Daniel Ricciardo believes receiving two penalties for separate off track incidents on the final lap of the French Grand Prix was ‘too harsh’.
The Australian was bumped from the points in the final results after a skirmish at the chicane in the middle of the Mistral Straight which saw him twice leave the track.
In the first instance the Australian ran long when trying to out-brake the ailing Lando Norris, leaving the track and rejoining such that it forced Norris to leave the track.
The second quickly followed when the Renault driver moved to the inside of Kimi Raikkonen’s Alfa Romeo, putting all four wheels over the white line as he began his pass.
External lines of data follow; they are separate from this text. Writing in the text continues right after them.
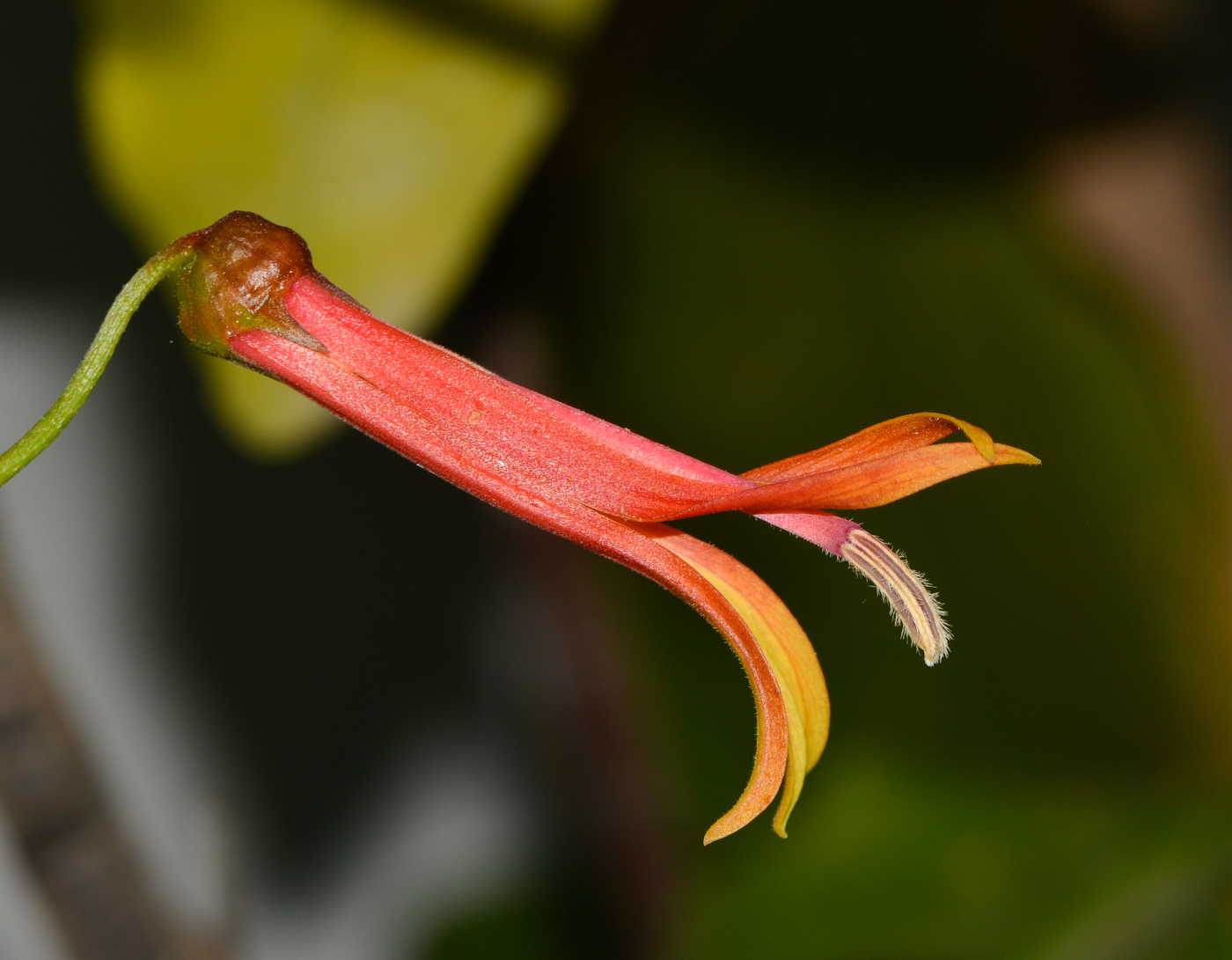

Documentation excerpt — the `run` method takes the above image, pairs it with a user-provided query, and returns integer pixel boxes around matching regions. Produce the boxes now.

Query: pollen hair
[839,529,950,667]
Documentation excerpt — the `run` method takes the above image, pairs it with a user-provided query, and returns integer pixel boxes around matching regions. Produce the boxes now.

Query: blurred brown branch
[0,539,224,960]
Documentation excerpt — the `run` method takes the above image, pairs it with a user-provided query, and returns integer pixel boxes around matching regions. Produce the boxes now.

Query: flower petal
[740,413,993,483]
[637,524,831,843]
[663,443,1040,520]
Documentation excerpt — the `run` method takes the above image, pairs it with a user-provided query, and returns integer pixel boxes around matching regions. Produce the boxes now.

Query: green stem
[0,242,194,487]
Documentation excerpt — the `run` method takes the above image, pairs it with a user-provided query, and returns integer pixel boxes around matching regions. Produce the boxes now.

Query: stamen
[839,529,950,667]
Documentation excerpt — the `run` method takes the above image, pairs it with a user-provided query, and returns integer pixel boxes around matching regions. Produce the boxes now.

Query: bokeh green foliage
[429,114,1232,960]
[81,0,604,458]
[568,117,1232,959]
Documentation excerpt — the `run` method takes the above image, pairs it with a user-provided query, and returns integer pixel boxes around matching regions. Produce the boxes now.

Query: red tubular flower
[178,213,1038,843]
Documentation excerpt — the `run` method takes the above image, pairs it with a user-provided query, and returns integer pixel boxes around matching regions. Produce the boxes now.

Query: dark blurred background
[0,0,1232,960]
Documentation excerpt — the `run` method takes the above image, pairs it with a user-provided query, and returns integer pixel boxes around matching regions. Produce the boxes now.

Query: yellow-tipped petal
[742,413,999,483]
[659,533,831,843]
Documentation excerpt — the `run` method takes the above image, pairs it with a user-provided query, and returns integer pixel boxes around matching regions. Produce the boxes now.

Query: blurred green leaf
[81,0,566,456]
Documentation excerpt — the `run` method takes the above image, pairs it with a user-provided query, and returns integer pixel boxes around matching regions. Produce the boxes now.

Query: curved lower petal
[638,524,831,843]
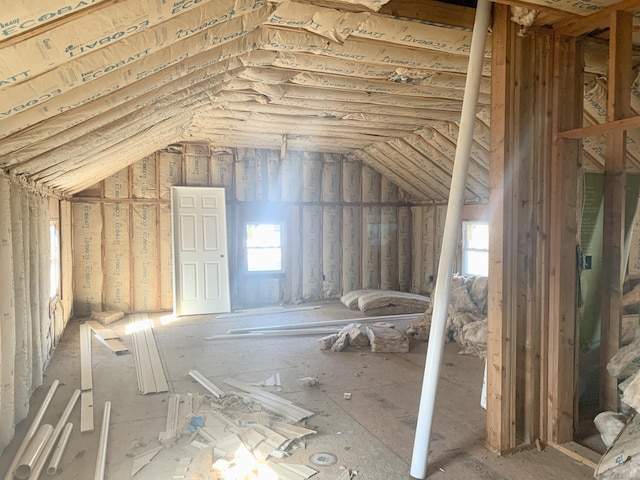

Both excursions were referred to the stewards who punished each with five second penalties, making for a total of 10 seconds added to Ricciardo’s race time.
“I certainly feel two was harsh,” Ricciardo said in Austria ahead of this weekend’s race at the Red Bull Ring.
“I get one, and get why they needed to do one because otherwise it is like, he is off track and everyone is going to complain, what are the rules for?
“Whether I feel it enlightened the race or not, I think the one was slightly inevitable if I am really honest.
“But two, I just thought to drop me out of the points I thought it was too harsh. With the one I would have dropped already to 10th, so give me one point for trying!
“I’ve nothing against (Pierre) Gasly at all, but he wasn’t in our battle at all, and he kind of steals the point. I didn’t think that justified it.
“But it is all good. I got over it pretty quickly.”
Ricciardo feels the two incidents should have been considered as one, since the duel with Raikkonen was borne out of the off-track moment he had while battling Norris.
“I know that I was off track so at some point I could not really argue with that,” he reasoned.
“So, I would treat it as one incident and not two separate ones.
“And the Lando one is the one I don’t necessarily agree with because I think, if anything, it kind of slowed us all down and I don’t think I gained an advantage with what I did with Lando.”
The Australian suggests the design of the track in Paul Ricard doesn’t help, with no grass verges deliniating the track.
Instead the entire surface has been paved, with painted lines marking the edge of the racing surface from the run off area.
“The track doesn’t help,” Ricciardo conceded.
“Put gravel there, put something there and it automatically stops us – and it does stop us.
“I still think I would try if there was gravel there, but maybe it does already create the penalty for us, without them being handed out after the race.
“That is why I am not really a fan of the big open tracks.”
Formula 1 moves on to the Austrian Grand Prix this weekend, with opening practice set to commence at 1900 AEST.